The movie theater can be considered one of various modernizing forces that dramatically transformed Middle Eastern societies since the turn of the last century. Cinema Petra was the biggest and most important movie theater in Jordan throughout the 1930s and 1940s. Located in Amman, the capital of Jordan, it had a multi-purpose function. It not only screened movies but also served as a place of cultural communication and space for interaction, with room to host several thousand guests.
Ever since the introduction of cinema to the Arab world in the early 20th century, the compatibility of cinematic entertainment with Arab and Muslim norms and values has been a subject of debate: Arab cinema is frequently criticized as evidence of Westernization and acculturation. It raises questions about authenticity and acculturation, tradition, and alienation, and the roots of these relations and ideas. Many historians have conceived it solely as a tool of neocolonialism, persuading the more affluent people of the Jordan to accept Western attitudes, encouraging them to shun the language and customs of their forebears and of the working classes.
However, the Arab world gradually adopted the new medium for itself, and records show that Cinema Petra played many Arab-made dramas during the period. Picking up on timeless subjects such as romance but also contributing to the ongoing anti-colonial debates and the shaping of political opinion, Jordanians used avenues of distribution such as Cinema Petra to make and display authentic images of themselves.
Moreover, Cinema Petra also served a variety of other purposes. It was not only a movie theater but also a place of public gathering. People from different backgrounds assembled in its hall for varying reasons. While some sought recreation and entertainment, others were inspired by social responsibility or were driven by political conviction to attend political meetings or charity fundraisers. Cinema Petra played an important role for the cultural development of the city through the numerous literary events that were held there. Both guests from other Arab countries and local artists entertained with recitations from their works.
Cinema Petra thus became part of the public space needed by Amman’s inhabitants for their cultural and political activities and may be understood as an indicator of the development of Amman’s urban society. The manifold uses of the theater crosscut boundaries of class and gender. On the one hand, it was a place where the urban elite could represent themselves through various cultural and philanthropic activities and where discussions of common concern could unfold. On the other hand, with its movie shows it welcomed all inhabitants of the city regardless of social origin, provided they could pay the entrance fee.
The various social events held at Cinema Petra reflected the growing collective responsibility and simultaneously the shifting identities of Amman’s citizens. Amman’s merchants, politicians and landowners were the key actors of national affairs. Using Cinema Petra’s spacious assembly hall, they started to organize themselves politically, culturally and philanthropically. Muslims and Christians came together for rituals like obsequies, thus blurring religious boundaries. Innovative cultural experiences with educational or political undertones triggered the integration of regional trends.

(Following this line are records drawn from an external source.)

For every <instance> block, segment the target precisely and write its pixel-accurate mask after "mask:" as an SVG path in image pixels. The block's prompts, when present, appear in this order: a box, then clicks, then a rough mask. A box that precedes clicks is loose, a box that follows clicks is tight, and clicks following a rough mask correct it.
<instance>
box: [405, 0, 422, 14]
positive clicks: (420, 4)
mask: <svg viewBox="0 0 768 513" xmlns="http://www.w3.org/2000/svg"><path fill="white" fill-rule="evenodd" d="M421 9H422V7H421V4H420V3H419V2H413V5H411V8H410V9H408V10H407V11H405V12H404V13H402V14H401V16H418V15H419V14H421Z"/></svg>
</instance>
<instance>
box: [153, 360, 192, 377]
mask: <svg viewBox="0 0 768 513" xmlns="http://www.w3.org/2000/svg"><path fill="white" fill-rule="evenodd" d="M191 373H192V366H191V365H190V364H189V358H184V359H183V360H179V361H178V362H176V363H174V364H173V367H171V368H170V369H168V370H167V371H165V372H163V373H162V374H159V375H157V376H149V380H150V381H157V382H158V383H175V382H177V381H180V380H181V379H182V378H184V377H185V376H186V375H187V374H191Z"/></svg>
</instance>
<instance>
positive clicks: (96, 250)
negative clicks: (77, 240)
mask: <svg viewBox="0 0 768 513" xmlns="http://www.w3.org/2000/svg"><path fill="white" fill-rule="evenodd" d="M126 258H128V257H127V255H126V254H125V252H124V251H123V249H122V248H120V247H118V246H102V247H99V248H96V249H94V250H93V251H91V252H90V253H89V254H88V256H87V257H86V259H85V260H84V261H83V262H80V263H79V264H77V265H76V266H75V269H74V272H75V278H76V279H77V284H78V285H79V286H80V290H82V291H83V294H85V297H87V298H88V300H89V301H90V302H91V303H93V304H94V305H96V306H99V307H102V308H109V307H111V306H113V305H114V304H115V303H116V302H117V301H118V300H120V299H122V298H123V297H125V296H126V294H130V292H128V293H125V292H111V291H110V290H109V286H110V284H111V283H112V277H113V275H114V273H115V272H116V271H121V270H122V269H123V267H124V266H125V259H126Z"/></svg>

Moreover, the inhabitants of Amman developed a public discourse on cultural, social, economic and political issues bridging them to the broader Arab public sphere. With the introduction and incorporation of modernizing institutions both from regional Arab and Western culture and the gradual formation of collective action, the emerging urban elite became the agents of a broader social and political transformation process which led to the formation of a uniquely Jordanian identity.